Un silencio repentino, hasta que alguien dijo:
– ¿Quién lo pregunta?
Un detective calvo y gordo, vestido con un traje ajustado, se separó del grupo y fue hacia la entrada del dormitorio.
– FBI -dijo Will-. Soy el agente especial Piper.
Nancy parecía dolida por no haber sido presentada.
– Detective Chapman, comisaría 45.-Le tendió una mano grande y cálida que pesaba como un ladrillo. El tipo olía a cebolla.
– Detective, ¿qué le parece si dejamos esto libre para que podamos hacer una buena inspección del escenario del crimen?
– Mis chicos casi han terminado; en cuanto acaben, será todo suyo.
– Lo vamos a hacer ahora, ¿vale? La mitad de sus hombres no llevan guantes. Ninguno lleva botas. Lo están ensuciando todo, detective.
– Nadie está tocando nada -dijo Chapman a la defensiva. Entonces vio que Nancy estaba tomando notas y preguntó, nervioso-: ¿Y esta quién es? ¿Su secretaria?
– Agente especial Lipinski -dijo ella mientras agitaba con dulzura su libreta ante él-. ¿Me puede decir su nombre de pila, detective Chapman?
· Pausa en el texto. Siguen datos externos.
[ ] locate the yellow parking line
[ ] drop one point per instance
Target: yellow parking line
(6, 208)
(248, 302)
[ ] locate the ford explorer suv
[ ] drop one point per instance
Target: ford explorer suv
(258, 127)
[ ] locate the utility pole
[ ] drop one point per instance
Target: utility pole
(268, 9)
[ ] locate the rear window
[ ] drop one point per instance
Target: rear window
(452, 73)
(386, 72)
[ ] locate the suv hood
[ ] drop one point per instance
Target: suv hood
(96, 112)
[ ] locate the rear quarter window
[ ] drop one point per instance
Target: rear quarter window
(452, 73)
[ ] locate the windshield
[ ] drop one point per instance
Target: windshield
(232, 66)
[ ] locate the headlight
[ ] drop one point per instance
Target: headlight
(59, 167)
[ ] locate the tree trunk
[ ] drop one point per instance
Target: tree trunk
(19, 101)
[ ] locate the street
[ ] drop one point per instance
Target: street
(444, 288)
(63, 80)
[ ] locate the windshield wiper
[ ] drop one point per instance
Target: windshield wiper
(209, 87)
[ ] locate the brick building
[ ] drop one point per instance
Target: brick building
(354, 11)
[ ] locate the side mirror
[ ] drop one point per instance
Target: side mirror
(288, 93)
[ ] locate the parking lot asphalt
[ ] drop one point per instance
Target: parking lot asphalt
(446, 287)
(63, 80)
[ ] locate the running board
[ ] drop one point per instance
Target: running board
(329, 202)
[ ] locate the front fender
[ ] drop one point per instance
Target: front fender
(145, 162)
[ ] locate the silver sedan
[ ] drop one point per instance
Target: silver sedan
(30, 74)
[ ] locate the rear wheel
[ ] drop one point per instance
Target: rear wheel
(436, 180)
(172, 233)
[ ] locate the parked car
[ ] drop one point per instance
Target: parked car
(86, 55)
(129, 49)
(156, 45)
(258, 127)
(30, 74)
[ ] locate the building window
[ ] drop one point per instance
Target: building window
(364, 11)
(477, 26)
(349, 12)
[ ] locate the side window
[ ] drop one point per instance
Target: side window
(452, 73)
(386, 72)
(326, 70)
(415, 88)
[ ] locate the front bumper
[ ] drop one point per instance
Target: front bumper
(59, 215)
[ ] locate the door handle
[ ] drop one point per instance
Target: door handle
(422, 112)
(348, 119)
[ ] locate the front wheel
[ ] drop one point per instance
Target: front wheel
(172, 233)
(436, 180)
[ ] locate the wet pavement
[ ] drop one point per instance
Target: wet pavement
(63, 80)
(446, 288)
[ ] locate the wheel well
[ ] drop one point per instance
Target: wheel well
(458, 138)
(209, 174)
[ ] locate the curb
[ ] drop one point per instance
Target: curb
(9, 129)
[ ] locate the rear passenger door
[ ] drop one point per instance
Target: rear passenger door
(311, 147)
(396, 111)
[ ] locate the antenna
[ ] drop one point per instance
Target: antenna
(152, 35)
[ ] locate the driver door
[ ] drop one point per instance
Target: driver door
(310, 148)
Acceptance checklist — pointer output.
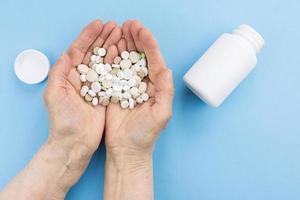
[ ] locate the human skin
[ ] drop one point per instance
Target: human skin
(76, 128)
(130, 135)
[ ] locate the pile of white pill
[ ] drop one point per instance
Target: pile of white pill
(121, 82)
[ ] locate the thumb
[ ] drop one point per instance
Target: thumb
(164, 92)
(60, 70)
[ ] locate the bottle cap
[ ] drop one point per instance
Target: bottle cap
(32, 66)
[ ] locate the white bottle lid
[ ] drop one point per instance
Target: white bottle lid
(32, 66)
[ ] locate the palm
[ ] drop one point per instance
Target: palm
(70, 115)
(139, 127)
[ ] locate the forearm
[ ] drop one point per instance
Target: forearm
(50, 174)
(128, 176)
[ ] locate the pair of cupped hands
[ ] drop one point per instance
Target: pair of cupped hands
(77, 127)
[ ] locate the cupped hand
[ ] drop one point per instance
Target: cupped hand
(136, 130)
(72, 120)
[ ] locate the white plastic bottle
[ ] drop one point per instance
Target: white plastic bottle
(224, 65)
Will hizo esfuerzos para no sonreír.
Chapman no era dado a marcar territorio ante los federales. Habría perdido el tiempo cabreándose para acabar en el bando de los perdedores. La vida era demasiado corta.
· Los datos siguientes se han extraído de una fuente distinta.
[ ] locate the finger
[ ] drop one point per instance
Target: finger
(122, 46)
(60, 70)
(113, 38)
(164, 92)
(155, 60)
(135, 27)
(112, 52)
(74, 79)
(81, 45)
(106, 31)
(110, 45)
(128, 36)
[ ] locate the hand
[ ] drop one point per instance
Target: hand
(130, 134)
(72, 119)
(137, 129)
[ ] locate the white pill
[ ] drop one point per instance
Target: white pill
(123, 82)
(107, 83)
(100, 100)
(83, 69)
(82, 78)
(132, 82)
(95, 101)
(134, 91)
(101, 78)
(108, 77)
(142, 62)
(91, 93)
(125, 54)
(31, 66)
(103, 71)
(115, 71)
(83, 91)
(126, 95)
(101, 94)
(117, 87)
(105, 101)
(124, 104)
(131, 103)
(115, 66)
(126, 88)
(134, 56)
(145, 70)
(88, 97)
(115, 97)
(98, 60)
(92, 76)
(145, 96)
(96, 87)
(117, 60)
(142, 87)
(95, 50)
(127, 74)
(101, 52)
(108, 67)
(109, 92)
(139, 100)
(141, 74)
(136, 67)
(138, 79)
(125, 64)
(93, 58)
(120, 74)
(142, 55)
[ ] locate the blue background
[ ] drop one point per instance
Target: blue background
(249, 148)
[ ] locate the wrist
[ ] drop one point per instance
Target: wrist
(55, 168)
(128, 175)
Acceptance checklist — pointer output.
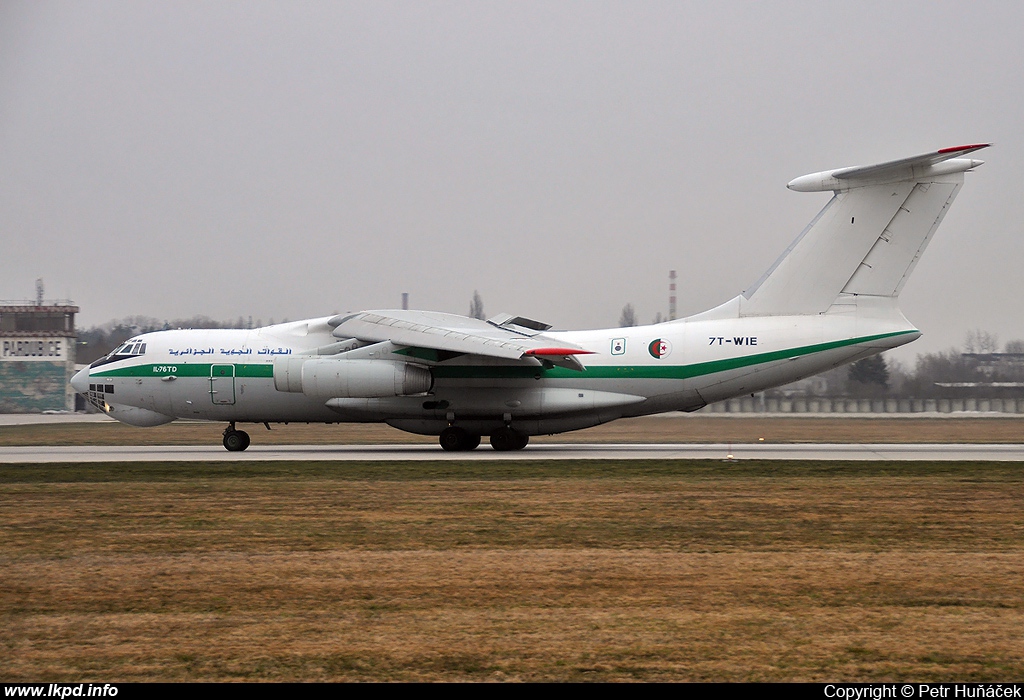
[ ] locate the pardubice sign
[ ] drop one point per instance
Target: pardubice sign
(22, 349)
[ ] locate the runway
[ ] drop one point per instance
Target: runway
(901, 452)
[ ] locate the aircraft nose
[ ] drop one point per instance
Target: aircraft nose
(80, 382)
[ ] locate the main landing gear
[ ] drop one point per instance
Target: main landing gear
(459, 440)
(236, 440)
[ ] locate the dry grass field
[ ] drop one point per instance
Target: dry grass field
(673, 428)
(525, 571)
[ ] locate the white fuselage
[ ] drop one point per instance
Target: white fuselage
(236, 375)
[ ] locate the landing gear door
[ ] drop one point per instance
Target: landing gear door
(222, 384)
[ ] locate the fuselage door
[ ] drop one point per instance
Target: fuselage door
(222, 384)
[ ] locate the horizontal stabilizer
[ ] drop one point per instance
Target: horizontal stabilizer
(936, 163)
(867, 238)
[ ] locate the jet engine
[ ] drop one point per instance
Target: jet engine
(349, 379)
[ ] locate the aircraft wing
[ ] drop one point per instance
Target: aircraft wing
(461, 335)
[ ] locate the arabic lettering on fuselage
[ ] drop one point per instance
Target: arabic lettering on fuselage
(229, 351)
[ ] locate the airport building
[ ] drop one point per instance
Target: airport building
(37, 356)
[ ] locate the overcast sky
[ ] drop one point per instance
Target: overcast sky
(293, 160)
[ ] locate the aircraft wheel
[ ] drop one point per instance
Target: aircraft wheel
(458, 440)
(506, 440)
(236, 440)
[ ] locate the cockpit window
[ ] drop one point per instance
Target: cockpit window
(132, 348)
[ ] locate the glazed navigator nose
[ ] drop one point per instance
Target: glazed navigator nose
(80, 382)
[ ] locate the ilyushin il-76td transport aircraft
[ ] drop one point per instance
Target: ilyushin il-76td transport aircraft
(830, 299)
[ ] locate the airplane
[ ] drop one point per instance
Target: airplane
(830, 298)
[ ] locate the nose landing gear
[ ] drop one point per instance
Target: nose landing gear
(236, 440)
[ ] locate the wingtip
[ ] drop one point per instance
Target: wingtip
(970, 146)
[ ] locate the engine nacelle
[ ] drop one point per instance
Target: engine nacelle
(352, 379)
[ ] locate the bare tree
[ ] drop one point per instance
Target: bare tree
(629, 316)
(476, 307)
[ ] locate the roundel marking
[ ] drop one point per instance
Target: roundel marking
(659, 348)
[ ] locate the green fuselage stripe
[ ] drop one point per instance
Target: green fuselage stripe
(182, 369)
(522, 372)
(651, 370)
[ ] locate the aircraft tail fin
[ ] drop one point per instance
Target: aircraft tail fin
(867, 238)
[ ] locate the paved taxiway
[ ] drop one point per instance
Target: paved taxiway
(907, 452)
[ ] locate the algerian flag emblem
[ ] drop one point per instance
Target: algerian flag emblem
(658, 348)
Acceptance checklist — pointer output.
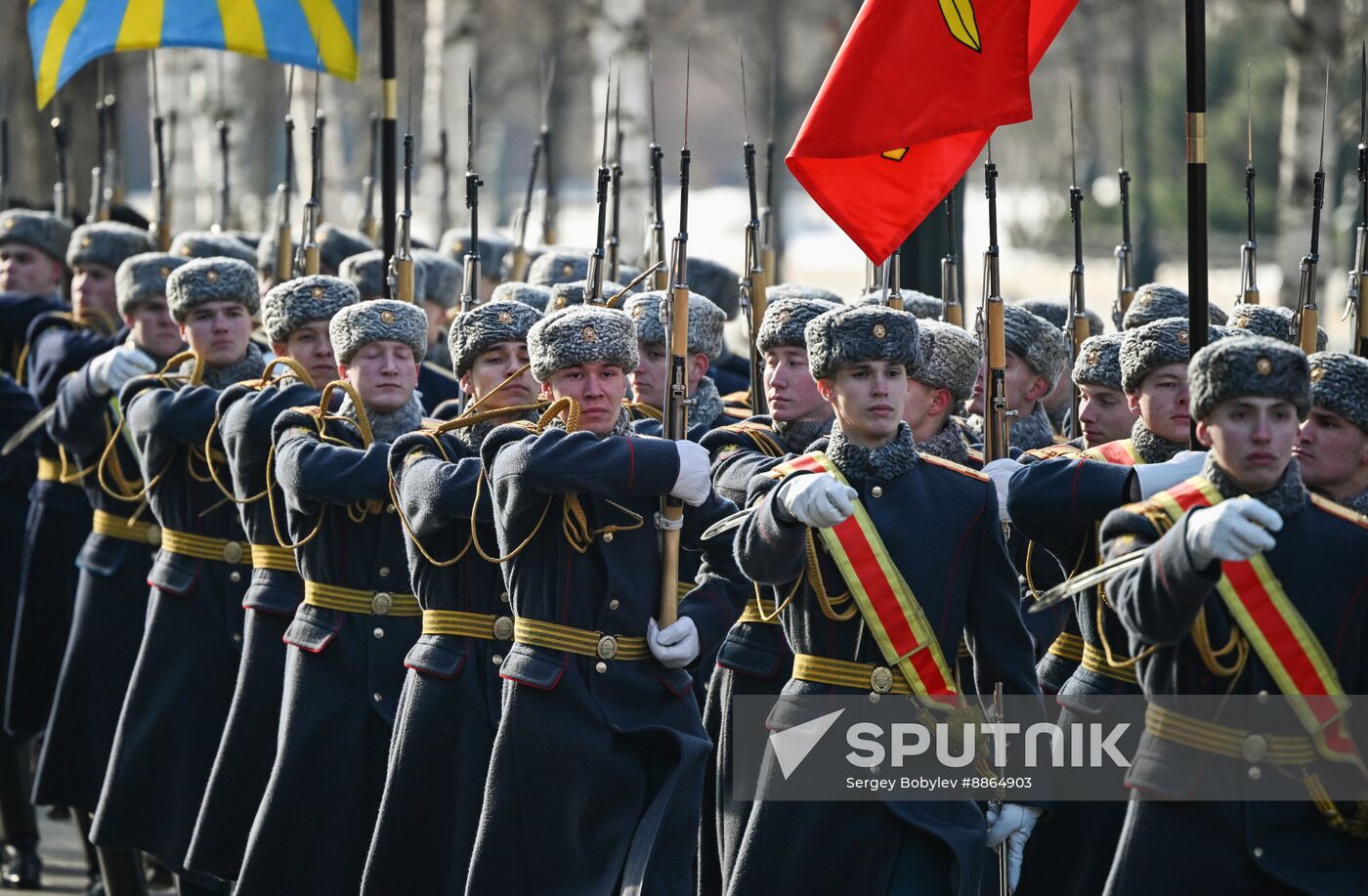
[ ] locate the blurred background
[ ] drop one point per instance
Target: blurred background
(1119, 57)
– ¡Escuchad todos! -gritó-.Tenemos aquí al FBI, y quieren que se vaya todo el mundo, así que recoged y dejadles hacer su trabajo.
– Que nos dejen la postal -dijo Will.
Chapman metió la mano en el bolsillo interior de su chaqueta y sacó una bolsa de plástico con cierre; dentro estaba la tarjeta.
– Aquí la tiene.
Cuando la habitación quedó vacía, inspeccionaron el cadáver junto con el detective. Hacía calor allí dentro, y los primeros efluvios de la putrefacción ya estaban en el aire. Para haber muerto de un disparo, había muy poca sangre: algunos coágulos en su enmarañado pelo gris, un chorreón que bajaba por la mejilla izquierda, donde la sangre que manaba de la oreja había formado un afluente que le recorría el cuello y goteaba en la moqueta verde musgo. La mujer estaba boca arriba, a unos treinta centímetros de los volantes floreados de su cama sin hacer, vestida con un camisón de algodón rosa que probablemente se habría puesto mil veces. Sus ojos, más secos que una pasa, estaban abiertos, con la mirada fija. Will había visto innumerables cadáveres, muchos de ellos embrutecidos hasta no reconocerlos como humanos. La dama en cuestión tenía buen aspecto, una bonita abuela puertorriqueña de la que pensarías que con un buen meneo de hombros reviviría. Miró a Nancy para medir su reacción ante la presencia de la muerte.